What are the risks of using the Blueberry Vaults?

While the Blueberry Vaults are designed to optimize rewards, they also come with inherent risks. These include smart contract risk, the risk of leveraged exposure to GLP in the GLP 3x Leveraged Vault, and the risk that the GLP collateral could fall below the USDC borrowed in the USDC Vault. Users are strongly advised to understand these risks and consider their own risk tolerance before using any of the vaults, as each of the three vaults carry different levels of risk.

GLP Non-Leveraged Vault

This vault carries the usual smart contract risks typically associated with DeFi, as well as specific risks that may arise from participating in the GMX ecosystem.

GLP 3x Leveraged Vault

The GLP 3x Leveraged Vault carries the additional risks of taking greater exposure to the price of GLP.

In terms of the leverage ratio, the GLP 3x Leveraged Vault targets 3x leverage, but the ratio can fluctuate with the price of GLP, the amount of rewards earned, and deposits and withdrawals from the GLP 3x Leveraged GLP vault or the USDC Vault.
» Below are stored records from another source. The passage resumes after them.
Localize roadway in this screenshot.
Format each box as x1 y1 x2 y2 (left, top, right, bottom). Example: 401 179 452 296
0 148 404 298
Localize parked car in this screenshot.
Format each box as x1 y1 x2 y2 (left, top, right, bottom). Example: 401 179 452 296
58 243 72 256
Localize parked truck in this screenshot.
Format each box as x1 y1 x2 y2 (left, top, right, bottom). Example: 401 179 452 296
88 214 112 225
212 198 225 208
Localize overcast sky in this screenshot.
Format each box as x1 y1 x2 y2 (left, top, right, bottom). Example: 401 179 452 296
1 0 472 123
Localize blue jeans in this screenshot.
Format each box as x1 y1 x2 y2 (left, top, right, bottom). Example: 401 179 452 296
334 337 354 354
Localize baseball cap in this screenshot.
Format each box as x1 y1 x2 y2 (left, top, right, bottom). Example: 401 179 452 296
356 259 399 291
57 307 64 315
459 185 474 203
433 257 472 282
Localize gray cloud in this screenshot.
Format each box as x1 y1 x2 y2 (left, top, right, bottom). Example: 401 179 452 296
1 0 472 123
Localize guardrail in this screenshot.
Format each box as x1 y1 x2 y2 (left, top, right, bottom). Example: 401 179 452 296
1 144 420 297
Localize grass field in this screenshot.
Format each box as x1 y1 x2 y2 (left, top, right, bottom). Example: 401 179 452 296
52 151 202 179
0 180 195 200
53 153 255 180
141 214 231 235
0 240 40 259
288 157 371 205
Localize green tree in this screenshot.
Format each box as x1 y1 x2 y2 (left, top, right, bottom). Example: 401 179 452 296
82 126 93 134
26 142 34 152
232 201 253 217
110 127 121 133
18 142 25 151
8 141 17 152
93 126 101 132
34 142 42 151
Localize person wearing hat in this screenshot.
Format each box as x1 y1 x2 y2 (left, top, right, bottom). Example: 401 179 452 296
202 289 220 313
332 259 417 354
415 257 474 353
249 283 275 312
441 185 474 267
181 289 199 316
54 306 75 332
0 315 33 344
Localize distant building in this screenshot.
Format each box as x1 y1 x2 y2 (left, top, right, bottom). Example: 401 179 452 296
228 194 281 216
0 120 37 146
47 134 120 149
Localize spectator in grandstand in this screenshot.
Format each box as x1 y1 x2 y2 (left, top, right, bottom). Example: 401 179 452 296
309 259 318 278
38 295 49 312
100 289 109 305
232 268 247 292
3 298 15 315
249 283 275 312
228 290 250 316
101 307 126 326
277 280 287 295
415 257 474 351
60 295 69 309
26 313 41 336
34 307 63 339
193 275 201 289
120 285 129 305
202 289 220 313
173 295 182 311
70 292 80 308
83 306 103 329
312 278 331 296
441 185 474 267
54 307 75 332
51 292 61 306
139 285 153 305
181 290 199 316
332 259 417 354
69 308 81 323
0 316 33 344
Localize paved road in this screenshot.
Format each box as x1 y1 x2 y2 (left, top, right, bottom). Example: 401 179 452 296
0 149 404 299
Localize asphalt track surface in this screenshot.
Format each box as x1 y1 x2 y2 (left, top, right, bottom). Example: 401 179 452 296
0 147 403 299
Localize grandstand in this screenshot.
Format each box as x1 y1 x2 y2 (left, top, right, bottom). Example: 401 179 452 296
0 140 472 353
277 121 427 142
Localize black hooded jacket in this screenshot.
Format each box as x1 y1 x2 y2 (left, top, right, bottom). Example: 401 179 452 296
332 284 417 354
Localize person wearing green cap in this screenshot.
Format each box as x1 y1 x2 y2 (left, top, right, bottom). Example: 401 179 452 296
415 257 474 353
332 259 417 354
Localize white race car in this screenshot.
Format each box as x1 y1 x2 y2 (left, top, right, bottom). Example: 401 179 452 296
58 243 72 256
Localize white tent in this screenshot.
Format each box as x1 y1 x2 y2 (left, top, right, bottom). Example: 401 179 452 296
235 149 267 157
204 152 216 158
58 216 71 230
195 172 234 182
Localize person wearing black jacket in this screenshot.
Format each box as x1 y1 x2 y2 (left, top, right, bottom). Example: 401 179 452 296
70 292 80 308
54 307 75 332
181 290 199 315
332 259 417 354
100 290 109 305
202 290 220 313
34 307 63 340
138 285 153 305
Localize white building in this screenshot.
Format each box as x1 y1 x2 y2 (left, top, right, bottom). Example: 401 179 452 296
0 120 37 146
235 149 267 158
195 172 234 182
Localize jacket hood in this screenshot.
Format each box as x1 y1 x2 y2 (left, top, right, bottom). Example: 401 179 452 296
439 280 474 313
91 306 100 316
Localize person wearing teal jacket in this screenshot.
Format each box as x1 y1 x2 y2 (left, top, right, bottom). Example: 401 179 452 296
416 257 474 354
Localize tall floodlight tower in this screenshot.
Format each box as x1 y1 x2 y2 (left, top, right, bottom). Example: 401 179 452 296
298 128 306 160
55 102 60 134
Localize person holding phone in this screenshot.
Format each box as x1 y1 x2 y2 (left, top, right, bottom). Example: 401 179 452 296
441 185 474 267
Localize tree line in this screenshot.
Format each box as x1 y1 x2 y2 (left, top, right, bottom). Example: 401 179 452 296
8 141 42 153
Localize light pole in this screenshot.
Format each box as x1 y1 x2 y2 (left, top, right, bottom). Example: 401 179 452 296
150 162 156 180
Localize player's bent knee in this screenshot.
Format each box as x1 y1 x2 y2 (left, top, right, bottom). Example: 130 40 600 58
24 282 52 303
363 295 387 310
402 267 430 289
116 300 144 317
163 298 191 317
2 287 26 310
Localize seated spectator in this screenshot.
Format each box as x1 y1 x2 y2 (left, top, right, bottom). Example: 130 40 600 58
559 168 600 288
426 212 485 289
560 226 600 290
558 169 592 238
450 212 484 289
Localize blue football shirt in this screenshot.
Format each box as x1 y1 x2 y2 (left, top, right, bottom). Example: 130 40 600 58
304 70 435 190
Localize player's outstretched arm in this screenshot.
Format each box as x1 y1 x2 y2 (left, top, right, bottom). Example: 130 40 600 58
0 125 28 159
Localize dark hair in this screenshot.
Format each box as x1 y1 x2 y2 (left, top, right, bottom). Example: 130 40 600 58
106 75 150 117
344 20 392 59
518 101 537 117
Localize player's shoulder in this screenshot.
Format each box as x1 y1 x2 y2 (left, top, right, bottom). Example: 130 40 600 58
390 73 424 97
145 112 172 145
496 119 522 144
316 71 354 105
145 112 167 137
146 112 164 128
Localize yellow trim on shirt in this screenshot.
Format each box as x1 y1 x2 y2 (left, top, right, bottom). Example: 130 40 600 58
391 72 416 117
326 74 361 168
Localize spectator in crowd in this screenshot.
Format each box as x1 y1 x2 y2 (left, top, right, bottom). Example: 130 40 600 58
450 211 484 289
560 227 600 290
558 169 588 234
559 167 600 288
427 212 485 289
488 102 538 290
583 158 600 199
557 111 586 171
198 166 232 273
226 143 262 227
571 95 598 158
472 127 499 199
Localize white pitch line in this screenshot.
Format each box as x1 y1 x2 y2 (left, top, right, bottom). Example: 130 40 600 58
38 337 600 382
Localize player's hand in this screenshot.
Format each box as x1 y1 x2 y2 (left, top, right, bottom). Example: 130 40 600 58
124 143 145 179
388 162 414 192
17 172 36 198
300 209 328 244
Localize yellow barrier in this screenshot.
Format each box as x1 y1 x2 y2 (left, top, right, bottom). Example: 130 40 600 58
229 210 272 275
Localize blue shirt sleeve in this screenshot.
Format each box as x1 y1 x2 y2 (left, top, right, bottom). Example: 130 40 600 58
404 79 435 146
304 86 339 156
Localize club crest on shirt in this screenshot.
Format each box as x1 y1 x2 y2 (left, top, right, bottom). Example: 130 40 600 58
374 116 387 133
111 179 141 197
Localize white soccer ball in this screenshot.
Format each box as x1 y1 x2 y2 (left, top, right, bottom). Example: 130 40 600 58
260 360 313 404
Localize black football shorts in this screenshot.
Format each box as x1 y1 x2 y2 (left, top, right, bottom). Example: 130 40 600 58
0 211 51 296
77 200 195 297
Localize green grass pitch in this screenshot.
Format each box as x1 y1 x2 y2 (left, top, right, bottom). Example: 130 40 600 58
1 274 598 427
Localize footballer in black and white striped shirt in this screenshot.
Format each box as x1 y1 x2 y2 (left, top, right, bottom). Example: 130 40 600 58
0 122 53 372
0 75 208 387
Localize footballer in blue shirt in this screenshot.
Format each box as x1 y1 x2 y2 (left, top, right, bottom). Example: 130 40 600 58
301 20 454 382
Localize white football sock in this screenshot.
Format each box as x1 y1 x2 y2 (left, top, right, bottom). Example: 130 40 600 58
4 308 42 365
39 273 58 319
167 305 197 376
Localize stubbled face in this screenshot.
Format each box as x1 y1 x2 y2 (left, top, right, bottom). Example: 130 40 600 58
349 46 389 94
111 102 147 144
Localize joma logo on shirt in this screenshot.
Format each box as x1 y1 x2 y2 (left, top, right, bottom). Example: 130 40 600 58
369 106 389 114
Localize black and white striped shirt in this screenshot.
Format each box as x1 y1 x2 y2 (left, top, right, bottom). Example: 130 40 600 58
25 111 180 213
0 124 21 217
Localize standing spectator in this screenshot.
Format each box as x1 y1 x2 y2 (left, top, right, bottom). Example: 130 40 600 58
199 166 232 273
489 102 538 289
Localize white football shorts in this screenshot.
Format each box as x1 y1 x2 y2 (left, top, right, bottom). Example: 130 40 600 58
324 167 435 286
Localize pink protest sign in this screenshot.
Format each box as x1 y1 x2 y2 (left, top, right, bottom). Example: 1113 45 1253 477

The GLP 3x Leveraged Vault's smart contracts allow the ratio to fluctuate until it hits 4x, at which point the Vault rebalances it immediately back to 3x.

USDC Vault

The USDC Vault is designed to protect the principal of USDC liquidity providers and should not have price exposure to GLP. Since the USDC Vault is integrated directly with the GLP 3x Leveraged Vault through smart contracts, there is no default risk where the borrower absconds with the borrowed funds. However, there is a risk that the combined GLP pool backing the USDC loan can become worth less than the USDC borrowed. In order to prevent this, the pools will automatically rebalance or deleverage by redeeming GLP for USDC and holding it in an excess USDC pool. This intends to effectively reduce the leverage and increase the collateral ratio, keeping the GLP collateral in good standing in relation to the borrowed USDC.

Because the combined pool of GLP assets is shared by both vaults, the GLP 3x Leveraged Vault's leverage ratio is directly related to the USDC Vault's collateral ratio.

In particular, the GLP 3x Leveraged GLP Vault targets 3x leverage which corresponds to a 150% collateral ratio. The corresponding rebalancing movements are described in the section above.


By understanding the economics of the Blueberry Vaults, users can make more informed decisions and optimize their own DeFi strategies. However, always remember to do your own research.